Pre-draft measurables
| Height | Weight | Arm length | Hand span | Wingspan | 40-yard dash | 10-yard split | 20-yard split | Bench press |
| 6 ft 5+3⁄8 in (1.97 m) | 330 lb (150 kg) | 34+1⁄4 in (0.87 m) | 10+5⁄8 in (0.27 m) | 6 ft 6+7⁄8 in (2.00 m) | 5.15 s | 1.80 s | 3.00 s | 21 reps |
All values from NFL Combine

===Arizona Cardinals===
Fotu was drafted by the Arizona Cardinals in the fourth round with the 114th overall pick of the 2020 NFL draft. He was placed on injured reserve with an ankle injury on November 14, 2020, and activated on December 5, 2020. In Week 15 against the Philadelphia Eagles, Fotu recorded his first career sack on fellow rookie Jalen Hurts during the 33–26 win.

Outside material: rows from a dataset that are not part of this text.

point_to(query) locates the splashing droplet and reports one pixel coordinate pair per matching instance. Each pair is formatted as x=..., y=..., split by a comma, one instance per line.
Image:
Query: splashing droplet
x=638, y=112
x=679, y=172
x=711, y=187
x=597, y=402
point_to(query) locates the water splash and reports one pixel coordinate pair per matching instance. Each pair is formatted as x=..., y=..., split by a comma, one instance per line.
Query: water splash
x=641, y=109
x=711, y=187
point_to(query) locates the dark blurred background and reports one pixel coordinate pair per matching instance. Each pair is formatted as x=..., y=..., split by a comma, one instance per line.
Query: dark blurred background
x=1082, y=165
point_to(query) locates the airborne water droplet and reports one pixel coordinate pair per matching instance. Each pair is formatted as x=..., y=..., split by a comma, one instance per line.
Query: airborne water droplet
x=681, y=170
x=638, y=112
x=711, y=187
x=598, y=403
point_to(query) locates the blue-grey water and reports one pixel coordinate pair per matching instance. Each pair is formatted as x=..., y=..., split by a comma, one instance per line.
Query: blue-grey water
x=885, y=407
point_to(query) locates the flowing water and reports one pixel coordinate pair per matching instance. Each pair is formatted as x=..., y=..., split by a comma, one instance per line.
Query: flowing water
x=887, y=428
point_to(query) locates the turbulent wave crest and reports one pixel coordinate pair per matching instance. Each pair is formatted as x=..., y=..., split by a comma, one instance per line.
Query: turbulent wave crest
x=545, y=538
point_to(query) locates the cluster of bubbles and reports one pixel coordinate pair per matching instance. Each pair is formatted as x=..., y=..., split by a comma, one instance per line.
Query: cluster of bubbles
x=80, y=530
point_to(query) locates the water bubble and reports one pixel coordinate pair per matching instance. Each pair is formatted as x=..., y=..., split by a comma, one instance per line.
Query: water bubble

Fotu entered the 2021 season as the backup nose tackle for the Cardinals. He played in 17 games with three starts, recording 19 tackles, three passes defensed, and a forced fumble.

===New York Jets===
On March 14, 2024, Fotu signed with the New York Jets. He was placed on injured reserve on August 27. He was activated on October 14, but placed on injured reserve again on October 31.

===Las Vegas Raiders===
On March 25, 2025, Fotu signed with the Las Vegas Raiders. He played in six games before being released on December 16.

===Houston Texans===
On December 23, 2025, the Houston Texans signed Fotu to their practice squad.

===New York Giants===
On April 29, 2026, the New York Giants signed Fotu to a one-year contract. He was released on August 29.

==NFL career statistics==

Legend
| Bold | Career high |

===Regular season===

Year: Team; Games; Tackles; Interceptions; Fumbles
GP: GS; Cmb; Solo; Ast; Sck; TFL; Int; Yds; Avg; Lng; TD; PD; FF; Fum; FR; Yds; TD
2020: ARI; 11; 0; 11; 6; 5; 1.0; 4; 0; 0; 0.0; 0; 0; 0; 0; 0; 0; 0; 0
2021: ARI; 17; 3; 19; 8; 11; 0.0; 2; 0; 0; 0.0; 0; 0; 3; 1; 0; 0; 0; 0
2022: ARI; 17; 9; 31; 13; 18; 0.0; 1; 0; 0; 0.0; 0; 0; 0; 0; 0; 1; 0; 0
2023: ARI; 11; 9; 28; 15; 13; 2.5; 5; 0; 0; 0.0; 0; 0; 0; 0; 0; 0; 0; 0
2024: NYJ; 2; 1; 3; 1; 2; 0.0; 0; 0; 0; 0.0; 0; 0; 0; 0; 0; 0; 0; 0
2025: LV; 6; 4; 8; 3; 5; 1.0; 3; 0; 0; 0.0; 0; 0; 0; 0; 0; 0; 0; 0
HOU: 2; 0; 3; 0; 3; 0.0; 0; 0; 0; 0.0; 0; 0; 0; 0; 0; 0; 0; 0
Career: 66; 26; 103; 46; 57; 4.5; 15; 0; 0; 0.0; 0; 0; 3; 1; 0; 1; 0; 0

===Postseason===

Year: Team; Games; Tackles; Interceptions; Fumbles
GP: GS; Cmb; Solo; Ast; Sck; TFL; Int; Yds; Avg; Lng; TD; PD; FF; Fum; FR; Yds; TD
2021: ARI; 1; 0; 1; 0; 1; 0.0; 0; 0; 0; 0.0; 0; 0; 0; 0; 0; 0; 0; 0
2025: HOU; 2; 0; 1; 0; 1; 0.0; 0; 0; 0; 0.0; 0; 0; 0; 0; 0; 0; 0; 0
Career: 3; 0; 2; 0; 2; 0.0; 0; 0; 0; 0.0; 0; 0; 0; 0; 0; 0; 0; 0

==Personal life==
Three of Fotu's brothers have also played college football. Before focusing on football, Fotu also played rugby. Both of Fotu's parents were born in Tonga, but moved to America before Leki was born.